= Frants Philip Hopstock =

Norwegian priest (1746–1824)

Frants Philip Hopstock (15 November 1746 – 8 October 1824) was a Norwegian priest.

==Biography==
He was born in Kongsberg as a son of forester Andreas Christian Hopstock (1695-1751) and his wife Maren, née Hofmann Krogh. Both of his parents died when he was still young. He was raised by Frederik Arentz (1702-1779) who was bishop of the Diocese of Bjørgvin. He graduated at Bergen Cathedral School in 1764 and began studying at the University of Copenhagen
enrolling as a student in 1764 and graduated with the cand.theol. degree in 1772.

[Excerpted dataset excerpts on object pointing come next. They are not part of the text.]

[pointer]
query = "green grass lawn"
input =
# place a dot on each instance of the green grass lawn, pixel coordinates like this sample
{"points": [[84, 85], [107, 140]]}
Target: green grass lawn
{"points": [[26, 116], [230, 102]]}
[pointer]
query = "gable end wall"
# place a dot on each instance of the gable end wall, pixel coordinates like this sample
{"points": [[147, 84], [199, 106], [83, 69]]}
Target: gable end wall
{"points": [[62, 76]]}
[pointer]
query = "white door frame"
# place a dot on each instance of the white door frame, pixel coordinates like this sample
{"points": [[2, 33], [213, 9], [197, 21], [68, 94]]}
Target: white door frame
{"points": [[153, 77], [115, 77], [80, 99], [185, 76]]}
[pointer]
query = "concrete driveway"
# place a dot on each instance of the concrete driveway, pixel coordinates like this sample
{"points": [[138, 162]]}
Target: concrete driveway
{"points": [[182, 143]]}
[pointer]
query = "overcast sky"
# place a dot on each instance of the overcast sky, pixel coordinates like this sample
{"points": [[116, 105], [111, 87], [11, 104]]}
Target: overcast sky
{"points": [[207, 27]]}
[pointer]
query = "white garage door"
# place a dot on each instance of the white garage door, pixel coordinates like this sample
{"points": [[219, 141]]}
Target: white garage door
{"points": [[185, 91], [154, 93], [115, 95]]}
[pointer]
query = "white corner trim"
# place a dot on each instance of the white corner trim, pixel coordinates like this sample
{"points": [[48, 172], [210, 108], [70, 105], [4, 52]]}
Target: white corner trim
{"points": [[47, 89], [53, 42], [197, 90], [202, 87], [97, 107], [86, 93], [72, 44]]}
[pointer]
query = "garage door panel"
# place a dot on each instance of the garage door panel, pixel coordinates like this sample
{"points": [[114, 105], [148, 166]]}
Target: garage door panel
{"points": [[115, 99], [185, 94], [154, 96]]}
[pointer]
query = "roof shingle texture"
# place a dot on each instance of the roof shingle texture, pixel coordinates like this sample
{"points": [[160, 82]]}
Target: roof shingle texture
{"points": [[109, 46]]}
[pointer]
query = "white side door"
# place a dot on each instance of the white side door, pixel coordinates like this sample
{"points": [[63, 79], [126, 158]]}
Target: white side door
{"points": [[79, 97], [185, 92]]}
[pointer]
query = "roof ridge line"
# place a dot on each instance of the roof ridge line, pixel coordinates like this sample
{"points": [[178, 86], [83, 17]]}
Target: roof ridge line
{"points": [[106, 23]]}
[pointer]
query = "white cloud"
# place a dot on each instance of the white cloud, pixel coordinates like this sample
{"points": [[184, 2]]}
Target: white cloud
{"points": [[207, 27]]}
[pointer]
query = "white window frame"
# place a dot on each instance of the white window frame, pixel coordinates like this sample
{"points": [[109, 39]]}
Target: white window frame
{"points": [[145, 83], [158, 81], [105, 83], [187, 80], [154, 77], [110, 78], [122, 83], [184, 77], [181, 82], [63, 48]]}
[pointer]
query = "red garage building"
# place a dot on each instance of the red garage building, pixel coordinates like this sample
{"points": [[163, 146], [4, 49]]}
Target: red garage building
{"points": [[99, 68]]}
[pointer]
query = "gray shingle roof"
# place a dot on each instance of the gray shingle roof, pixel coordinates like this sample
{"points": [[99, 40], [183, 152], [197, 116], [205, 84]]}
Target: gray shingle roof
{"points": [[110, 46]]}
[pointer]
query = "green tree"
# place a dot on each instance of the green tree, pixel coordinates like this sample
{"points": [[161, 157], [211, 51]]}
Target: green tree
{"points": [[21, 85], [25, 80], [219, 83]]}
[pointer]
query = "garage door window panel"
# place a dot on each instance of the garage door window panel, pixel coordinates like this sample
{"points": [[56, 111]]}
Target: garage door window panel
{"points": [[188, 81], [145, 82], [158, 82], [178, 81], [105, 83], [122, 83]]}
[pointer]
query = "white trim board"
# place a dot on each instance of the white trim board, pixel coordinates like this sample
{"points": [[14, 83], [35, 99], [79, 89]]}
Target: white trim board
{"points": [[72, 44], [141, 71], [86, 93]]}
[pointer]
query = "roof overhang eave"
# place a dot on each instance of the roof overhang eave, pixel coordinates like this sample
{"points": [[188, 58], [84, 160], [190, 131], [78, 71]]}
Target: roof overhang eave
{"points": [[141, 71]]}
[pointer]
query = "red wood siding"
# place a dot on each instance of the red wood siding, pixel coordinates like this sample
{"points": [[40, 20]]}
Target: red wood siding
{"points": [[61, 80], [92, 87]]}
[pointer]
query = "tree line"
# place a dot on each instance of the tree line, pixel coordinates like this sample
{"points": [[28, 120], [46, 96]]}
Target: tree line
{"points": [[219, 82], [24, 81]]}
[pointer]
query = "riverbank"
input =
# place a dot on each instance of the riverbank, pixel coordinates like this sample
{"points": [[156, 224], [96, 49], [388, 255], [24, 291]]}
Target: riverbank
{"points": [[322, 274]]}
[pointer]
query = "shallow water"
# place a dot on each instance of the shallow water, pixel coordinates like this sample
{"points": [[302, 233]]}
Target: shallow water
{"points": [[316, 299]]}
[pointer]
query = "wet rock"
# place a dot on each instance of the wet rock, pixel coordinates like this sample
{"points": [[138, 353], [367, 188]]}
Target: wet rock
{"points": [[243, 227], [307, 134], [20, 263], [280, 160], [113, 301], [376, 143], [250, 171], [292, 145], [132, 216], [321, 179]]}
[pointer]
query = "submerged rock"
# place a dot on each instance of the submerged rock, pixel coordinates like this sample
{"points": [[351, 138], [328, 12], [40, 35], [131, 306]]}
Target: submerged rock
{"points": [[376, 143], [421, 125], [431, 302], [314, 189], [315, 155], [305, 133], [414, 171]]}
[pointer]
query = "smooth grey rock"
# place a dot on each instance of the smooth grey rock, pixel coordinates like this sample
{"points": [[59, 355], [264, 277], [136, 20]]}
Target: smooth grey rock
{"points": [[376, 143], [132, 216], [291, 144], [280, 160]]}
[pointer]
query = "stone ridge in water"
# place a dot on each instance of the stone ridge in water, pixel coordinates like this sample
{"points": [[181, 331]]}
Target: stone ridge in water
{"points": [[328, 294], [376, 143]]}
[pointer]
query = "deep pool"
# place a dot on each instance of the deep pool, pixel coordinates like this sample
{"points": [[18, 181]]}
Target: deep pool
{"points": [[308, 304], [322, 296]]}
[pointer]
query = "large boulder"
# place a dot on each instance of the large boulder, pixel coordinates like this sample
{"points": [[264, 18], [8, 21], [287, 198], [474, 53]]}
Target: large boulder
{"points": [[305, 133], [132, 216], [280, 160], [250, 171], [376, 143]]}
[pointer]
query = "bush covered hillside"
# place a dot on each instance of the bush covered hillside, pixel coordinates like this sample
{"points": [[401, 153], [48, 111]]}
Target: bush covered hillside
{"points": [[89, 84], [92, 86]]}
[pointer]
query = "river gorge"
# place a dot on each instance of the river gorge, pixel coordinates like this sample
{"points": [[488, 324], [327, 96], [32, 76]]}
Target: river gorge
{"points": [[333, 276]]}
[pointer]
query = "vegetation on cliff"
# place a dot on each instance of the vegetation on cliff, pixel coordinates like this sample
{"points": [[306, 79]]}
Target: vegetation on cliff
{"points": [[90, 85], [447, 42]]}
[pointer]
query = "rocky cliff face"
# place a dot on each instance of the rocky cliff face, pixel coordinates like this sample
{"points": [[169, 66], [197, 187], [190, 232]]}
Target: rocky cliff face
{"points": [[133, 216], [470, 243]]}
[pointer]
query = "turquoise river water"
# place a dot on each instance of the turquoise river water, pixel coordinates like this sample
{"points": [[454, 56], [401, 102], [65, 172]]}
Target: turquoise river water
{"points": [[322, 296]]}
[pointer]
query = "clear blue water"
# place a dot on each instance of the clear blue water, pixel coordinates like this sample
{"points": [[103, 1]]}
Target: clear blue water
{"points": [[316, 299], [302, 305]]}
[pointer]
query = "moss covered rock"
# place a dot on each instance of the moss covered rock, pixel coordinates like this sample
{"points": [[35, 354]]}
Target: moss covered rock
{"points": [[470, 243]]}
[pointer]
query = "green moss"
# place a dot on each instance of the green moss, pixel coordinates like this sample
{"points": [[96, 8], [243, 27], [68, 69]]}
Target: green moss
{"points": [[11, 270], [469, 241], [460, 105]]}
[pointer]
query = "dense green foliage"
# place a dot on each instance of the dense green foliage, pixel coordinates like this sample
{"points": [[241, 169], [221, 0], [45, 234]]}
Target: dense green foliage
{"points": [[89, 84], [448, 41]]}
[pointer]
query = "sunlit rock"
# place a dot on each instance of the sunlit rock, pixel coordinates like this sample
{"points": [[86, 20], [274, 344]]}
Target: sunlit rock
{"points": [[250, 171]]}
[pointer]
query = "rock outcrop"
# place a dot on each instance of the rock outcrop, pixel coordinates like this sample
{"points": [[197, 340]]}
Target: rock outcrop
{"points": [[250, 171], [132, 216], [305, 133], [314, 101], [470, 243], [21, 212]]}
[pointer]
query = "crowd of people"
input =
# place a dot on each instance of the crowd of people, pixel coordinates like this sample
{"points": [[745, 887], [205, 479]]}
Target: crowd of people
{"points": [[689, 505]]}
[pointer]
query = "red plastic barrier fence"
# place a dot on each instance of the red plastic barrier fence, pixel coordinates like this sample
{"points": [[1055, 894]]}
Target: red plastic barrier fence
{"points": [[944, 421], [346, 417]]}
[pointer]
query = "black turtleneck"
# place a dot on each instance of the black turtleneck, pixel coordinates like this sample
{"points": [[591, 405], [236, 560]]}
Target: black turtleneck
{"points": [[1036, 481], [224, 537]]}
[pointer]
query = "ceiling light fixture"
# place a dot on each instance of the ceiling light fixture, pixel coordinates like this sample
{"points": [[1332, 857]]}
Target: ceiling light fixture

He was a vicar in Skovger and Vaale before becoming dean in Vaale in 1790. In 1797 he became inspector at the newly established teacher's seminary in Tønsberg. Frants Philip Hopstock was also a personal acquaintance of Crown Prince Frederick of Denmark and Norway, who visited him at Vaale in 1798. The Crown Prince was instrumental in appointing Hopstock as vicar in Toten. From 1798 he was vicar in Tønsberg, but the teacher's seminary was disestablished in 1802. He was vicar in Toten from 1808 until his death in October 1840.

In September 1772 he married Anna Elisabeth Lorentzen (1744–1826) from Holmestrand. His daughter Louise Juliane Catharine Hopstock was married to later bishop Mathias Sigwardt from 1792 until her death in November 1815. Sigwardt worked as both curate and seminary inspector under Frants Philip Hopstock.